Millie Jasper, executive director, HHREC, explained that the program would further the mission of the HHREC by laying the foundation to encourage students to become “upstanders” rather than “bystanders.” The two main themes of the institute, “respecting the individual” and “how to be an upstander,” were established by the keynote speaker who addressed the importance of confronting prejudice and discrimination. Through activities and small group workshops facilitated by middle school teachers and high school juniors and seniors who have participated in the HHREC Human Rights Institute for High School Student Leaders, the two central themes were developed through activities and discussions.

An “upstander” is “someone who recognizes when something is wrong and acts to make it right. “When we stand up for what is right, and do our best to help support and protect someone who is being hurt, we are being socially responsible,” Jasper noted.

With a brief introduction of the keynote speaker by Julie Scallero, co-director of education, HHREC, side doors opened into the room and Ol’ Bess, an 18th century tavern slave, slowly ambled into the room. Dressed in typical slave garb, with a yellow apron atop her blue and beige dress, a white hat was balanced jauntily on her head. Shuffling into the center of the audience, Ol’ Bess looked from one student to the next. There wasn’t a sound in the room as the students were trying to figure out who this person was. Suddenly, Ol’ Bess erupted into a song, singing a gospel tune, getting louder and louder, electrifying the room. It was amazing to watch the students as they clapped and sang along with Ol’ Bess. Every eye and ear was focused on this “slave lady.” Everyone wanted to hear what she had to say.

Ol’ Bess spoke for about 45 minutes, talking about slavery and her family, in slave-language cadence, sobbing as she recalled the challenging life she led. She spoke about slaves being considered property. She spoke about human rights. She spoke about respecting one another and the need for all of us to look out for each other, since we’re all part of one big family. Ol’ Bess challenged the students to be proactive, to recognize and respect differences, to confront prejudice and discrimination. The effect was mesmerizing.

Ol’ Bess concluded her tale by slowly turning around, taking off her white hat, facing the audience with a wide grin on her face and, in perfect English, inviting the audience to meet the real Sheila Arnold, a professional actress and storyteller. Asking the audience for questions, students addressed Ol’ Bess, asking about her children and her experiences with her “master.” With a background steeped in history and as part of History’s Alive! Presentation series, Arnold continued to share her knowledge of American history.

Commenting on their experience at the institute, students provided their thoughts about what they had learned.

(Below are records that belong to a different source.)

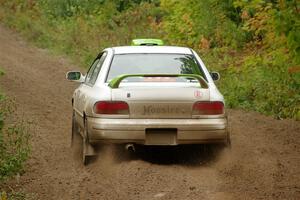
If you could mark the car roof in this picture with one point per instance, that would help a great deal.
(151, 49)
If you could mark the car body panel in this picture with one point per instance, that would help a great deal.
(160, 112)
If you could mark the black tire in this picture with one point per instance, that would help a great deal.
(79, 142)
(75, 135)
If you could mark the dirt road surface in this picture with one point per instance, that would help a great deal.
(263, 163)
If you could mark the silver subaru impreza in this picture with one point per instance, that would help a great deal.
(147, 94)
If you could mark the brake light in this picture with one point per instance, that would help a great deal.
(111, 107)
(208, 108)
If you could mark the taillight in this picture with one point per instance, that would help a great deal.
(111, 107)
(208, 108)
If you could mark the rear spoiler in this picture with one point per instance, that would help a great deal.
(115, 82)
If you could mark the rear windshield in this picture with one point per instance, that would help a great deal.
(153, 64)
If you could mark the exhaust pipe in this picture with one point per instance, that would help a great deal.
(130, 147)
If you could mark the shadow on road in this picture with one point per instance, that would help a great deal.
(188, 155)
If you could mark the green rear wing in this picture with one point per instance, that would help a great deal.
(115, 82)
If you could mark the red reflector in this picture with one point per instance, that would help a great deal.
(208, 108)
(111, 107)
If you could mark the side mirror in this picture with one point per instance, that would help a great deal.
(215, 76)
(75, 76)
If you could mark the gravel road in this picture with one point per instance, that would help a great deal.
(263, 163)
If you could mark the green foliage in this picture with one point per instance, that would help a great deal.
(14, 143)
(200, 24)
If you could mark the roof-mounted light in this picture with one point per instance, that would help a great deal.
(147, 42)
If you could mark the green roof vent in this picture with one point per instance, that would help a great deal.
(147, 42)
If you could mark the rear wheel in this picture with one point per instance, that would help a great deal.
(79, 142)
(88, 151)
(75, 131)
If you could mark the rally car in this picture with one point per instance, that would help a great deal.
(147, 94)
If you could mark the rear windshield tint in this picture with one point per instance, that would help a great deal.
(153, 64)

One student said, “Two important things I learned were that people should always be kind and tolerant of others and that we should always take a stand against discrimination.” Another commented, “I learned that you should respect yourself and others, how to be an upstander, and everyone is unique in their own way...It [the Institute] helped me learn how to be an active leader.”

A participating teacher shared, “This is a powerful and much needed event for today’s youth. It provides students a platform to discuss and strategize ways to bring awareness to their schools on the topics discussed—Respecting the Individual and How to Be an Upstander. We have to continue to expose our students to difficult conversations.”

Charged with returning to their schools to share their experiences with their classmates, these student leaders were being trained to promote human rights and proactive behavior within their respective environments.